Voilà bienvenue une compilation d’articles, parus dans la revue l’Histoire, qui sont consacrés à Versailles. Mais dans cet ouvrage en 4 parties, présenté par l’éminent spécialiste de la période qu’est Joël Cornette, la dernière est composée d’inédits dont le propos est de montrer la puissance du modèle versaillais.
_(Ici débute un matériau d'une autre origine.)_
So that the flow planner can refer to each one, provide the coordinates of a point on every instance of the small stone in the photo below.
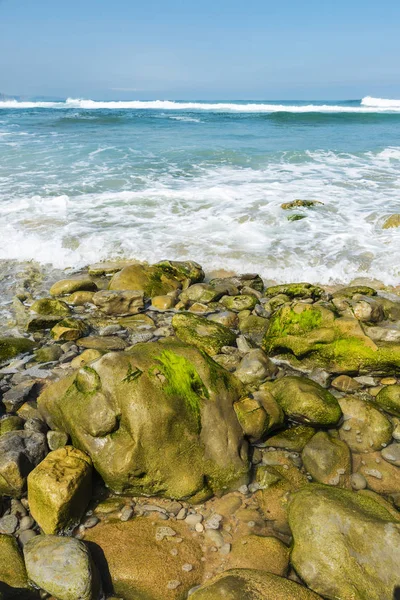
(164, 532)
(358, 481)
(126, 513)
(8, 524)
(26, 523)
(173, 585)
(225, 549)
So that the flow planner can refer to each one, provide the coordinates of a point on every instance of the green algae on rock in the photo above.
(157, 419)
(10, 347)
(59, 489)
(202, 333)
(314, 335)
(305, 401)
(346, 544)
(250, 584)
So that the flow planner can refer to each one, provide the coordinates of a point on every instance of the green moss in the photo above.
(11, 347)
(183, 381)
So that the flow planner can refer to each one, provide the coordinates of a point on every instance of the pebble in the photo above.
(173, 585)
(26, 523)
(358, 481)
(26, 535)
(164, 532)
(8, 524)
(126, 513)
(193, 518)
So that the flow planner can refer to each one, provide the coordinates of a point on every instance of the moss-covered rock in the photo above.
(68, 286)
(202, 333)
(50, 306)
(10, 347)
(300, 204)
(157, 419)
(250, 584)
(365, 428)
(69, 330)
(305, 401)
(293, 439)
(12, 569)
(346, 545)
(151, 280)
(147, 573)
(59, 489)
(238, 303)
(295, 290)
(312, 335)
(389, 399)
(328, 460)
(63, 567)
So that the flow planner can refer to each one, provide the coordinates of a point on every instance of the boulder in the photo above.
(389, 399)
(124, 302)
(328, 460)
(63, 567)
(346, 544)
(11, 347)
(313, 336)
(13, 578)
(68, 286)
(59, 489)
(250, 584)
(20, 452)
(305, 401)
(202, 333)
(69, 329)
(364, 428)
(255, 367)
(156, 420)
(50, 306)
(152, 569)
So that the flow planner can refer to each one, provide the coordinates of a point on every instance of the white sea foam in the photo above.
(367, 105)
(224, 217)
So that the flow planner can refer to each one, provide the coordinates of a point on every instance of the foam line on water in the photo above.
(367, 106)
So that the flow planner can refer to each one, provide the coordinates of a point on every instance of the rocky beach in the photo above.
(169, 433)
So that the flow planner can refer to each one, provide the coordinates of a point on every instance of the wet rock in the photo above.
(250, 584)
(59, 489)
(135, 578)
(346, 545)
(255, 367)
(173, 399)
(20, 452)
(10, 347)
(328, 460)
(62, 567)
(202, 333)
(123, 302)
(305, 401)
(68, 286)
(364, 428)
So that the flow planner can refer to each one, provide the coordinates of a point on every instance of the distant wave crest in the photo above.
(367, 105)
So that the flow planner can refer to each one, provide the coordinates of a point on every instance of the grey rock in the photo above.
(62, 567)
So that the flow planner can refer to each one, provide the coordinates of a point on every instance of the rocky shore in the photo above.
(167, 435)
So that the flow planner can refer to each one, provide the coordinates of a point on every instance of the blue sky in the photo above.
(208, 49)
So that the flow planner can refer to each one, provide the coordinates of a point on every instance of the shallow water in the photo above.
(83, 181)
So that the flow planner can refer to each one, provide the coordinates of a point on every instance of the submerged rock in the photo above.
(59, 489)
(202, 333)
(346, 544)
(250, 584)
(157, 419)
(62, 567)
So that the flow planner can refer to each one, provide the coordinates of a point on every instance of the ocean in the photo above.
(82, 181)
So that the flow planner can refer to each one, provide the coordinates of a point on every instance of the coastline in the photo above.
(207, 426)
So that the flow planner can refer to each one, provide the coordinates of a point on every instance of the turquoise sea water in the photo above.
(82, 181)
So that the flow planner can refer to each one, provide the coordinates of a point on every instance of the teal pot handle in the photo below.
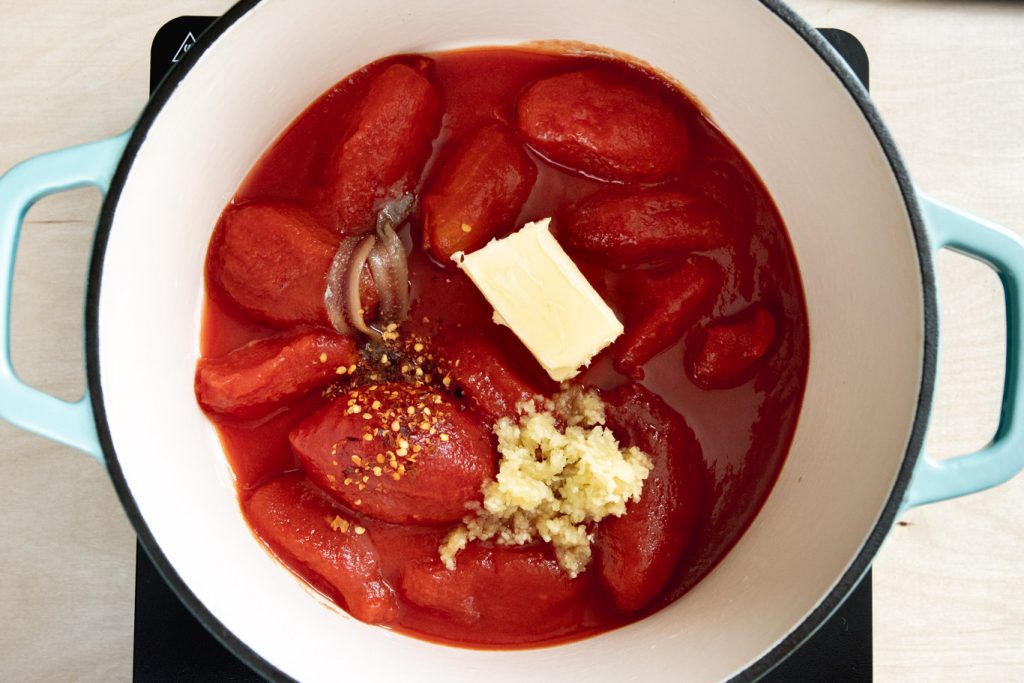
(937, 480)
(92, 164)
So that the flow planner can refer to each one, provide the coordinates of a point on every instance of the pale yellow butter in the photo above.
(538, 292)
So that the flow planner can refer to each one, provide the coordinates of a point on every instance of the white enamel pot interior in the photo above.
(806, 129)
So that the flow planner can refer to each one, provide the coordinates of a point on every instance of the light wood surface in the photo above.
(948, 78)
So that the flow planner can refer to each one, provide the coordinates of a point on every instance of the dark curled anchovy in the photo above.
(386, 258)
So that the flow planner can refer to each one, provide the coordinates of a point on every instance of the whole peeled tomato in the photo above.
(621, 229)
(727, 350)
(399, 453)
(659, 306)
(384, 154)
(603, 124)
(638, 552)
(484, 375)
(298, 522)
(262, 376)
(502, 589)
(271, 260)
(478, 193)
Dans un avant-propos, J.Cornette rappelle que Versailles fut conçu afin d’exprimer la puissance du roi, Louis XIV en l’occurrence.
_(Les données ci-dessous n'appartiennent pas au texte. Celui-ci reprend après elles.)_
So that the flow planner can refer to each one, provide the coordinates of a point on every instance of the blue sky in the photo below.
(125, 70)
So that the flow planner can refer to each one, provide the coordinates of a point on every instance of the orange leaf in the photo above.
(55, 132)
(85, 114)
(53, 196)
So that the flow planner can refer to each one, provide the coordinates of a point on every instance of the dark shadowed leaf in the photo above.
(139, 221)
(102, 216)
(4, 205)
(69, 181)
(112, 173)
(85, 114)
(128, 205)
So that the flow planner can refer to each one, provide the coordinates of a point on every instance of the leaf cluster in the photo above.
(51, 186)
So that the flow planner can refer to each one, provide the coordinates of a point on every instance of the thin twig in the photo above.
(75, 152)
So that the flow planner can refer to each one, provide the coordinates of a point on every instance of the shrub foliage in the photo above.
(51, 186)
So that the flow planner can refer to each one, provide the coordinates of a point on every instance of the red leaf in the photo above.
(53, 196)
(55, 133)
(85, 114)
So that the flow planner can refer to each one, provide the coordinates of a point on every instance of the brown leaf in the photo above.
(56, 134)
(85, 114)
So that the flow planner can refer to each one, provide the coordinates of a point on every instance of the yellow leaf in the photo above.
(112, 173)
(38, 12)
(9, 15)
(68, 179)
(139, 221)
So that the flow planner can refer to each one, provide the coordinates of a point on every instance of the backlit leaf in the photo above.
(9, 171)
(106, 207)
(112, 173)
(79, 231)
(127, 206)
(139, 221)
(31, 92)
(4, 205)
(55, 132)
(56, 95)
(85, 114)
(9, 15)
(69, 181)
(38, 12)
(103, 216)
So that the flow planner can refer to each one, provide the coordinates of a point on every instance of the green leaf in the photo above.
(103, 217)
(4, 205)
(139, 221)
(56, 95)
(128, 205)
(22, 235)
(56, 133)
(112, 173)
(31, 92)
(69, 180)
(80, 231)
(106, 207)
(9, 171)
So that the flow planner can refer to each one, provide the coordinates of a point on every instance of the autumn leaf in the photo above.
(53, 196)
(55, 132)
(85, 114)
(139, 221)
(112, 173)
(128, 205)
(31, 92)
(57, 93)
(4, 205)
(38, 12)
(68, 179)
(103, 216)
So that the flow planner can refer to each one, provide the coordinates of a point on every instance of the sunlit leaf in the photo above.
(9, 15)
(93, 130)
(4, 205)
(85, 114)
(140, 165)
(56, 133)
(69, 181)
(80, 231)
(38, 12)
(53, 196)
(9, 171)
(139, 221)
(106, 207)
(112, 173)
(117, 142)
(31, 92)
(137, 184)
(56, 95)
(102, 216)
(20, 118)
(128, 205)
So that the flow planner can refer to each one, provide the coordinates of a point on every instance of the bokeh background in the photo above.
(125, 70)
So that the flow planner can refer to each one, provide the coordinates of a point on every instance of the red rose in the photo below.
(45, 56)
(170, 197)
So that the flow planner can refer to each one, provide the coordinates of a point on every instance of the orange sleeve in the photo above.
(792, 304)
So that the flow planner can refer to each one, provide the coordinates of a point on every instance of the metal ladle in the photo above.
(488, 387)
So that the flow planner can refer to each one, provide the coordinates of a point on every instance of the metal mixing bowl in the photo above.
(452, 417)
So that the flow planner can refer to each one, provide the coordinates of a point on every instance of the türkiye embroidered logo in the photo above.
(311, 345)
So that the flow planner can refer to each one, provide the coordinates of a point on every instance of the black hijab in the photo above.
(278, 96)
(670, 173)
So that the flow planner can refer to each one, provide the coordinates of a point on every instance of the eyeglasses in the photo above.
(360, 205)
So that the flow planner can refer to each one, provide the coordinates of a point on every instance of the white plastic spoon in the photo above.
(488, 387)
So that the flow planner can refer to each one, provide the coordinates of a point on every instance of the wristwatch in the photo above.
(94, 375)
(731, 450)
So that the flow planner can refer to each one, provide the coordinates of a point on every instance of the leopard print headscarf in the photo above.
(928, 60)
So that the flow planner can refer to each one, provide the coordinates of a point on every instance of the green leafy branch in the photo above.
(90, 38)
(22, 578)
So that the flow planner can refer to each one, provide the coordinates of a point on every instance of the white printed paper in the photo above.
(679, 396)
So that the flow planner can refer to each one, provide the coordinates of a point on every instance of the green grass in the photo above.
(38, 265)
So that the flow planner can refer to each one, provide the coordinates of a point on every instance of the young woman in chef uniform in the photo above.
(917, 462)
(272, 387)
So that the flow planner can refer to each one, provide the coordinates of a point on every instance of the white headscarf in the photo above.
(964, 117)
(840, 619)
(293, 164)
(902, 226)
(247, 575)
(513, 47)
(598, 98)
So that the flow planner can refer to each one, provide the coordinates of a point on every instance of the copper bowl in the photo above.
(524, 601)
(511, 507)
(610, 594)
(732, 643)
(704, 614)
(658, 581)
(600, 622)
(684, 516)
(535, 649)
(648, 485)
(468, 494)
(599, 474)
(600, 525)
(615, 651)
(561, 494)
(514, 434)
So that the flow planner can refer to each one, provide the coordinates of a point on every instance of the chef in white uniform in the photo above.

La première partie s’intéresse à un château dont J.Cornette rappelle qu’il fut voulu comme un manifeste de pierre glorifiant le roi absolu ; il décrit ainsi le grand appartement dont le programme iconographique, fait d’images de divinités et de héros antiques, dessinait le portrait d’un roi parfait donc du « plus grand roi du monde ».
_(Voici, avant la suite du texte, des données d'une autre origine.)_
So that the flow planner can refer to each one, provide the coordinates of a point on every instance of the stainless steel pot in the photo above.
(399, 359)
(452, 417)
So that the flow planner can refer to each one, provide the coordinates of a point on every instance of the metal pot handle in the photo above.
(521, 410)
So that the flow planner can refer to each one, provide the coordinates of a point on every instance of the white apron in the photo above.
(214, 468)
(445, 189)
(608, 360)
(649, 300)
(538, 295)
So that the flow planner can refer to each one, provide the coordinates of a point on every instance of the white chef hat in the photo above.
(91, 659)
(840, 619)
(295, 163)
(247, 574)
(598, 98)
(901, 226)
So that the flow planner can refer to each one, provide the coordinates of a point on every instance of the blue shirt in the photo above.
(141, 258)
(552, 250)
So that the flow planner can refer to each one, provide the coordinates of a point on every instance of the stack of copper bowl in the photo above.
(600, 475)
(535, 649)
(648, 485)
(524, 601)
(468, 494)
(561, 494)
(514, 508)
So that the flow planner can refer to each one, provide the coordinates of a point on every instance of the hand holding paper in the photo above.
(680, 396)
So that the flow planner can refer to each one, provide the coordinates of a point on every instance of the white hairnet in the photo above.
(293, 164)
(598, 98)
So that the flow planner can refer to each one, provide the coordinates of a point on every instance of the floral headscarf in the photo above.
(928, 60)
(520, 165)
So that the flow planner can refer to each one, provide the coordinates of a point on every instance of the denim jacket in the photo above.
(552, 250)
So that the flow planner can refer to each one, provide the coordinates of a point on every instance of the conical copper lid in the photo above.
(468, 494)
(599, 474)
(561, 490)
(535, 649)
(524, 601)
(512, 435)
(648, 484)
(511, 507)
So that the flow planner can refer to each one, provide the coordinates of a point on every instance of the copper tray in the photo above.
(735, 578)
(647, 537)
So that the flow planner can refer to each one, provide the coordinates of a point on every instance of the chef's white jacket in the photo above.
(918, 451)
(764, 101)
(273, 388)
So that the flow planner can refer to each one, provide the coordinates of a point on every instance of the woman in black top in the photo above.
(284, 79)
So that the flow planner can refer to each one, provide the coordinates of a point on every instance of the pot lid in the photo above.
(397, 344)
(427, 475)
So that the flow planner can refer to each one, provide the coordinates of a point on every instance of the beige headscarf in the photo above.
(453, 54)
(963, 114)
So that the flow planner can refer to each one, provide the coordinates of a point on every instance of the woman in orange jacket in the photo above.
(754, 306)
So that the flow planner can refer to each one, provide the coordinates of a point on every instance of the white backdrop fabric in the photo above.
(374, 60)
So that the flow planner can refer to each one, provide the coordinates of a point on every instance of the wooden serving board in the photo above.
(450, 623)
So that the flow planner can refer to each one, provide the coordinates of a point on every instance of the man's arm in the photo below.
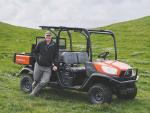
(36, 52)
(56, 57)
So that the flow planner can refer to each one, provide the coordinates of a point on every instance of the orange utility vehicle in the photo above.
(101, 78)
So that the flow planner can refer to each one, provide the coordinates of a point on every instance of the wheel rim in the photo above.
(27, 85)
(98, 95)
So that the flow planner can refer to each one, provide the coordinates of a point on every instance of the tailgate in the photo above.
(26, 59)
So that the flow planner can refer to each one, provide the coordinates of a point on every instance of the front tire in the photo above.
(99, 94)
(26, 83)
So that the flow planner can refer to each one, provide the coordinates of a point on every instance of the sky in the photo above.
(71, 13)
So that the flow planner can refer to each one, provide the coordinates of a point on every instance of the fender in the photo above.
(26, 69)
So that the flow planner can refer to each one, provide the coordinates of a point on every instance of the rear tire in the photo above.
(99, 94)
(26, 83)
(128, 95)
Mais avant Versailles, le roi de France, comme le souligne Philippe Hamon, n’avait pas une résidence fixe jusqu’à ce que Louis XIV, désireux de s’éloigner de Paris, choisisse le pavillon de chasse construit par Louis XIII. Ce départ de Louis XIV n’est pas sans rappeler celui de Philippe II d’Espagne quittant l’Alcazar de Madrid pour faire édifier l’Escorial ; toutefois Joseph Perez identifie deux différences notables entre ces deux souverains : l’un construisit pour la gloire de Dieu, l’autre pour la sienne et l’Escorial ne devint jamais le centre du royaume d’Espagne, contrairement à Versailles.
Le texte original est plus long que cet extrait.